Adivided US Supreme Court ruled June 23 that federal law pre-empts lawsuits filed in state courts by individuals seeking damages from generic drug makers claiming they were inadequately warned of potential side effects. Under the new ruling, thousands of similar lawsuits filed in state courts must now be dismissed.
The Supreme Court case is unlikely to affect most patients or physicians, medical-legal experts told Neurology Today, but the ruling does provide clinicians with an important take-home message.
“The significance of this ruling lies at the systems level, but for the individual physician — a neurologist or otherwise, our obligation remains the same: to disclose to our patients all reported risks associated with any medication,” said Paul S. Appelbaum, MD, the Dollard Professor of Psychiatry, Medicine, & Law, and director of the Division of Law, Ethics, and Psychiatry at Columbia University College of Physicians & Surgeons in New York City.
Whether or not the information is included in the prescription packet insert warning, or has been reported in the medical literature and is not yet included, doctors are obligated to stay abreast of risks and need to discuss them with each patient, he said.
“If there is any disconnect here, we physicians must own it,” he told Neurology Today in a telephone interview.
In its 5-4 decision in Pliva Inc v. Mensing, the Justices reversed a US appeals court ruling that permitted a lawsuit filed in Minnesota against Pliva, part of Teva Pharmaceutical Industries Ltd, headquartered in Israel, which manufactures metoclopramide, the generic version of the brand name gastrointestinal drug Reglan. Damages have also been sought from generic manufacturers UDL Laboratories (Mylan), in Rockford, IL, and Iceland's Actavis Inc.
Gladys Mensing sued Pliva when she developed persistent tardive dyskinesia after taking its generic version of Reglan. Another patient with the same disorder filed a similar complaint in Louisiana. In both cases the women had taken the drug far longer than the FDA warning advised, but at the time the risk of movement disorders had not been clearly established.
As more evidence accumulated, the FDA ordered several changes in the labeling of Reglan, increasingly warning of such movement disorder risks with longer use. The generic companies argued that federal law pre-empts state lawsuits once the US FDA has approved a brand name medication's warning label because federal law requires all generics to carry the same warnings as the brand name product.
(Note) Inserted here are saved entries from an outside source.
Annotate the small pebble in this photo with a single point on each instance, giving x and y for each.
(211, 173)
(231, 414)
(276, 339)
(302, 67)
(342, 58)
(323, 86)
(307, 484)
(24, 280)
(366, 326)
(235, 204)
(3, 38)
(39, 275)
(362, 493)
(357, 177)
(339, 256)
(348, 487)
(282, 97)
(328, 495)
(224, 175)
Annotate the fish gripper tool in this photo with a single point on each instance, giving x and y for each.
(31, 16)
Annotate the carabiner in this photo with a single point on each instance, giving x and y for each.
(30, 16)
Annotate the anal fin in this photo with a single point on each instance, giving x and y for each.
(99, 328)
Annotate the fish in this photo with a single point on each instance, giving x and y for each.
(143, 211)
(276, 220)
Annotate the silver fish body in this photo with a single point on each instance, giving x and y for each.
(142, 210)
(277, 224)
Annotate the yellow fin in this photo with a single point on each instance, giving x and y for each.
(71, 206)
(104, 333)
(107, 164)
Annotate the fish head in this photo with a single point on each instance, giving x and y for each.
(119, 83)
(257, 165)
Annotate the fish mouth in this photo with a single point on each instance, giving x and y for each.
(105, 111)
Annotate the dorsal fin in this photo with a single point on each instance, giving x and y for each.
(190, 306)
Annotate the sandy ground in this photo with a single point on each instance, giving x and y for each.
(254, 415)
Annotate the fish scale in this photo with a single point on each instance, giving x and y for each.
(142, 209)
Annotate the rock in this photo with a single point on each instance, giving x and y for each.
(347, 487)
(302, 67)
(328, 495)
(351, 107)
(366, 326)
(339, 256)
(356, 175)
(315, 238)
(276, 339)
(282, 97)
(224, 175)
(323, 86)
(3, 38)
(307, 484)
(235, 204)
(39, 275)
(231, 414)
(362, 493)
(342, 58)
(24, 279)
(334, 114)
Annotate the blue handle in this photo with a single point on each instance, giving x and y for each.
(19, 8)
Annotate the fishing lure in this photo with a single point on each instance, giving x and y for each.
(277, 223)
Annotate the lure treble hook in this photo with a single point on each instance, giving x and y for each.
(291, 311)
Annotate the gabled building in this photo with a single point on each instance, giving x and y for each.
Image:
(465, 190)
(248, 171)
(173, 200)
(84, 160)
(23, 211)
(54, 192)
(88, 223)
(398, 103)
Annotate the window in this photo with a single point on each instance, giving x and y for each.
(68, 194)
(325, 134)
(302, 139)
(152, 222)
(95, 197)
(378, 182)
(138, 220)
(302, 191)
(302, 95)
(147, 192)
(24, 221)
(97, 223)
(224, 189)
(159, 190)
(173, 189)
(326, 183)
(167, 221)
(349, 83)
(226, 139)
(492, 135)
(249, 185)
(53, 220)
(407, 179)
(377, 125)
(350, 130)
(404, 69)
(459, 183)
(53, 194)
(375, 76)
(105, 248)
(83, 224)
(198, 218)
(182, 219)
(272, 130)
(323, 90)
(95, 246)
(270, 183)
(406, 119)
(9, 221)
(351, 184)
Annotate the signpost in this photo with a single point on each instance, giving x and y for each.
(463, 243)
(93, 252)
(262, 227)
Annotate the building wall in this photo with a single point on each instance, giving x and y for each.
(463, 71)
“This decision was divided between Justices who generally are pro-business and those who are generally pro-consumer, and the result was ridiculous,” Hank Greely, JD, the Deane F. and Kate Edelman Johnson Professor of Law, and director of the Stanford Center for Law and the Biosciences, told Neurology Today in a telephone interview. “It means that if you are injured after taking a brand name drug you can sue the manufacturer, but not if your doctor prescribes a generic or your pharmacist substitutes the generic version. To me, that is absurd.”
Nonetheless, he agreed that Pliva “is probably not very important” for individual doctors or patients because so few patients taking generics suffer serious side effects that are not listed as potential side effects on a product's label.
“By the time a generic version of a drug becomes available we pretty much know the potential risks,” he said.
“However, there is little legal recourse now available for those who do experience serious side effects from generics that may not have been listed as potential risks.”
Congress should better clarify the issue, Greely said, adding, however, that he doubts this will happen soon. “In the meantime, physicians are exposed to potential malpractice lawsuits by patients injured by generics,” he noted. “In a way, all of this leaves doctors high and dry.”
PAST RULINGS ON THE LABELING PRE-EMPTION ISSUE
The June 23 decision marks the third time since 2008 that the Supreme Court has issued seemingly contradictory decisions on the labeling pre-emption issue. In its 2009 decision in Wyeth v. Levine, the court ruled against drug manufacturers. [Neurology Today covered the decision: http://bit.ly/r0iOm5.]
One year earlier, in Riegel v. Medtronic, the high court held that makers of medical devices are exempt from state lawsuits. [See Neurology Today: http://bit.ly/qQywrs.]
In the initial FDA approved labeling for Reglan, the agency advised against using the medication for more than three months because treatment had not been evaluated for any period longer than that. In 2009 it ordered them to carry specific warnings about the risk of movement disorders.